Students from Elizabeth Seton High School (ESHS) were the first to earn the title of “junior fire protection engineers” after participating in a new program at the University of Maryland. The program, called the FPE Design Challenge, was created and presented by students from the Department of Fire Protection Engineering (FPE).

In addition to providing an introduction to FPE, the program also introduced participants to creative design and construction, and required them to formulate and test hypotheses using the scientific method.  The program’s goals were to encourage the students to consider careers in science, technology, engineering and math (STEM), and to help them gain confidence in their ability to succeed in those fields.

The FPE Design Challenge was conceptualized by FPE professor and chair Jim Milke and FPE assistant director Nicole Hollywood, who thought a competition inspired by the one held in the Clark School’s Introduction to Engineering Design course would be a good way to get high school students, particularly young women and members of underrepresented minorities, engaged and interested in engineering. After refining their ideas with the help of department undergraduates Cara Hamel (B.S. ’15) and Raquel Hakes, Milke and Hollywood recruited Ph.D. student Taylor Myers (B.S.’12, M.S. ’14) to develop the curriculum and lead the program.

Myers, Hamel and Hakes enlisted three additional FPE undergraduates –Sara Caton  (B.S. ’15), Nate May, and Jon Scheer (B.S. ’15) – to help create lessons covering core fire protection strategies such as compartmentalization, ventilation, material flammability, detection, and suppression, which could be incorporated into projects in the FPE Design Challenge.

Hollywood and Myers pitched the completed curriculum to the all-girls Elizabeth Seton High School, after Hamel, an ESHS alumna, connected them with its principal and president, Sister Ellen Marie Hagar. The school agreed to make the FPE Design Challenge part of its STEM program. Myers and his team provided the instruction, most of which took place on the ESHS campus.

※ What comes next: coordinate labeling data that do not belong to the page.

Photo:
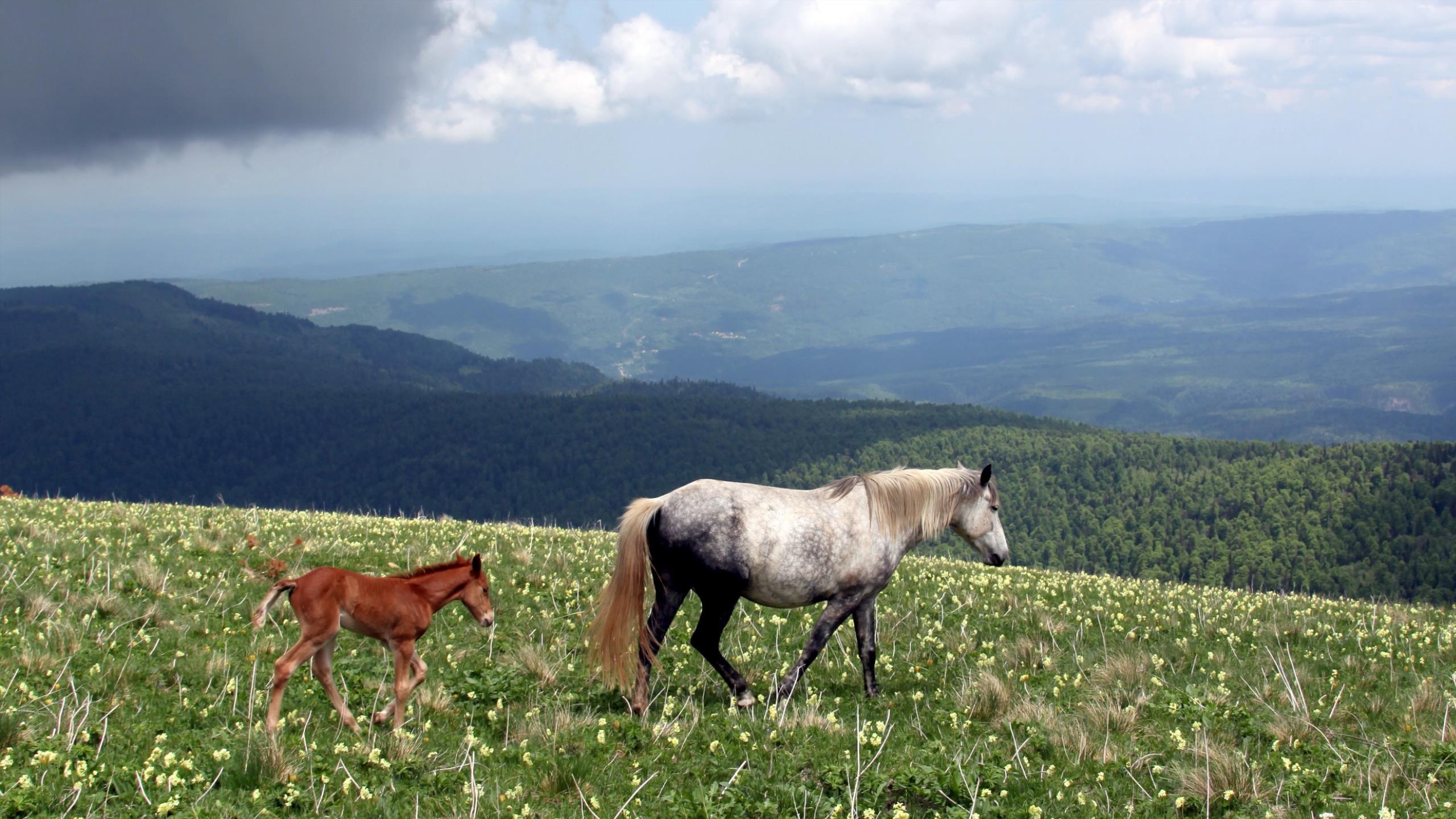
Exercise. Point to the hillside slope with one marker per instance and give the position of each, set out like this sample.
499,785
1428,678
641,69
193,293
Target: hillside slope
1360,519
1005,693
1320,328
110,336
1322,369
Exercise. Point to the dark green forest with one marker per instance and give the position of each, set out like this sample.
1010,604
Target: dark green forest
1372,519
191,413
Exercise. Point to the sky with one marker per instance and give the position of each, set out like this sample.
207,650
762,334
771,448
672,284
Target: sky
177,139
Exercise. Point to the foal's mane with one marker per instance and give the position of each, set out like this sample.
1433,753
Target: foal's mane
911,502
433,569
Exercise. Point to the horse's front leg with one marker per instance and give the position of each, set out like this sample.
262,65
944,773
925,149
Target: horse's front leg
835,614
865,631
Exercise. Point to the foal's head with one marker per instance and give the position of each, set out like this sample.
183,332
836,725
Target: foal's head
477,595
978,518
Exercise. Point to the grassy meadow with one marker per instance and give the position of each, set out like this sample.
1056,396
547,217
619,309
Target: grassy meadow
133,685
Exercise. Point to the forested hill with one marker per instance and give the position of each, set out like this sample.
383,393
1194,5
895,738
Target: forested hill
143,334
1355,519
143,392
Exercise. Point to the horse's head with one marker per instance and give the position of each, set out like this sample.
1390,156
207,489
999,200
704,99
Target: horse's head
477,595
978,518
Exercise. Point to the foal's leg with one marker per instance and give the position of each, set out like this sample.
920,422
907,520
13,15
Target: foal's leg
404,684
865,631
287,664
835,614
324,671
664,608
706,637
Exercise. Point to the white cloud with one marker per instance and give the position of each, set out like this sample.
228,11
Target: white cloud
1090,102
941,56
1276,53
1438,89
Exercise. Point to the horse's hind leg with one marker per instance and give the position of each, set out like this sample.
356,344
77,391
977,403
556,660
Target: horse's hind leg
835,614
664,608
324,671
717,611
405,660
865,631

The program’s final competition focused on the design of a home fire protection system. After covering the core concepts, the students were asked to apply what they had learned to design and build a scale model home capable of resisting fire spread. At the conclusion of the program, the students brought their models to FPE’s Rolf Jensen and Associates Fire Science Laboratory in College Park, where they were put to the test in live burn experiments.

"The [FPE] student mentors were a great help in helping my group think through the challenges we faced, and deciding on the best solution," says ESHE alumna Myranda Hinkson, who participated in the FPE Design Challenge and will be attending UMD in the fall. "My favorite part of the project was bringing our house to UMD to watch it burn…I found it really interesting to see how well, or not so well, all of the different designs from each group ended up working." The program, she adds, made her more aware of how science is used in real world contexts, and increased her interest in FPE.

“The students were very excited by the project, dedicated a large amount of personal time to it, and showed tremendous creativity,” says Myers.

One team, for example, used popcorn as part of their alarm system. Another built their home and everything in it (including the furniture) out of cement board. While this level of Brutalist design would be a hard sell in the 21st century real estate market, Myers admits that when it came to fire protection, it worked well.

“Our best metric for fire damage was the percentage of mass loss, which tells you how much of the structure was burned,” he says. “Our Brutalist house suffered 0% mass loss, with no noticeable change. In contrast, the worst performing house lost 18% of its mass, and was completely destroyed.”

He describes the feedback he’s received as almost entirely positive, and is already preparing for a Spring 2016 cohort. “We’d like to bring the program back, with slightly different requirements and improved lessons, to Elizabeth Seton and possibly another school,” he says.

Milke, meanwhile, is working with Scheer, now a student in FPE’s Master of Engineering program, on translating the FPE Design Challenge into a 100-level undergraduate engineering course.